Implementing Sparse Networks with MicroGrad

12 minute read

O lala, time passes fast under quarantine. It has been almost 3 weeks since Andrej Karpathy shared his super light-weight autograd library and me getting exciting about it. Roughly 2 years ago I had a similar mini-project and wrote about it here. After seeing Micrograd and its simplicity I decided to spend some time on it.

Andrej’s implementation works on pure python and the speed is not a concern. I thought maybe we can accelerate it using sparsity :P. Just kidding…

I realized how easy it would be to implement sparse networks if the building blocks are neurons. It literally took me few hours to implement sparse networks and RigL algorithm. I think this is a great demonstration of the power of changing abstractions. The abstractions and tools we have influences our work/research greatly and maybe what we need is a paradigm shift to enable the next big jump in AI. I would vote for neurons as the future building blocks of Neural Networks. But arguing about this is not the goal of this notebook.

png

Plan

Checkout Andrej’s implementation of Value here. This is the building block of back-propagation algorithm and it is the simplest autograd engine I’ve seen.
Checkout the demo. At the end of this notebook, we would repeat the same experiment using sparse networks.
We will implement Sparse network (SparseMLP) which uses the SparseLayer which uses the SparseNeuron.
Finally we will train our network on a binary classification task. We will observe the failure of regular sparse training and we see how RigL can be used to improve performance considerably.

Defining Sparse Network

Neurons in a layer usually connects to the every neuron in the previous layer. This is because how we define them. We call such networks dense (although I would argue they are sparse, too since they are not connecting bunch of other neurons in other layers.).

On the other hand sparse neurons connect to only a fraction of the neurons in the previous layers and the sparsity of a neuron can be defined as the fraction of neurons it is not connected. So number of connections in a sparse neuron would be defined by,

\[\#connections = \lfloor(1 - sparsity) * \#input\_neurons\rfloor\]

Below, we share the implementation of SparseNeuron. It calculates number of connections as defined above and holds the weights in a dictionary self.w using the index of the input neurons as keys.

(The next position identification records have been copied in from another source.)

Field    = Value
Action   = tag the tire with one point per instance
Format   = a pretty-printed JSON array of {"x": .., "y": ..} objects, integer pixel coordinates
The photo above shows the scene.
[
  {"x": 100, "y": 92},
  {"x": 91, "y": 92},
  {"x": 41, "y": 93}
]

RigL algorithm, sometimes need to calculate the gradient of the non-existing connections. In order to do that we define self.zero_ws which are populated if the dense_grad=True.

class SparseNeuron(Module):

    def __init__(self, nin, sparsity, nonlin=True):
        assert 0 <= sparsity < 1
        n_weights = math.ceil((1 - sparsity) * nin)
        w_indices = random.sample(range(n_weights), k=n_weights)
        self.w = {i: Value(random.uniform(-0.1, 0.1)) for i in w_indices}
        self.b = Value(0)
        self.nonlin = nonlin
        self.zero_ws = {}

    def __call__(self, x, dense_grad=False):
        if dense_grad:
            # We need to calculate all gradients therefore introduce zeros.
            self.zero_ws = {}
            results = []
            for i, xi in enumerate(x):
                if i in self.w:
                    results.append(self.w[i]*xi)
                else:
                    self.zero_ws[i] = Value(0)
                    results.append(self.zero_ws[i]*xi)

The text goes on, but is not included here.